The couple enrolled Bailey in a clinical trial run by Joanne Kurtzberg, M.D., director of the pediatric blood and marrow transplant program at Duke University, which for 25 years has done pioneered work using umbilical cord blood as a way to treat diseases and injuries affecting the brain.
"When we first heard about her history, which was that she had seizures as a neonate and showed a scan that showed stroke, we felt she was clinically a good candidate. And on top of that, they had banked her cord blood with a private bank," Kurtzberg told FoxNews.com.

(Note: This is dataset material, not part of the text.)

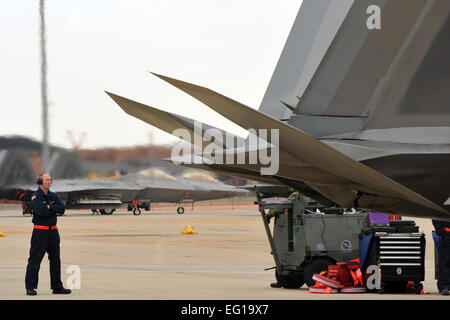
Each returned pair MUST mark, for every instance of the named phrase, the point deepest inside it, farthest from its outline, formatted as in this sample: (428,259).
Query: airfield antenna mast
(45,148)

Bailey began receiving infusions of her own cord blood at Duke, which Kurtzberg said can help decrease inflammation around the area of the brain affected by stroke and promote repair and new blood flow.
Now 14-months-old, Bailey appears to be responding well to treatments. She now has use of both sides of her body, and she is learning to walk and talk as well – hitting all the milestones expected of normal, healthy children her age.
"She is completely age appropriate. The only thing I've noticed is she has some hand preference, but that could be just because she's going to be left-handed…," Coates said.
"Two-handed activities she does with no problem; she can hold a cup; she can point with her finger. Typically a child with cerebral palsy, which she was at risk for, would have a fisted hand and wouldn’t be able to open and close or grasp objects and point."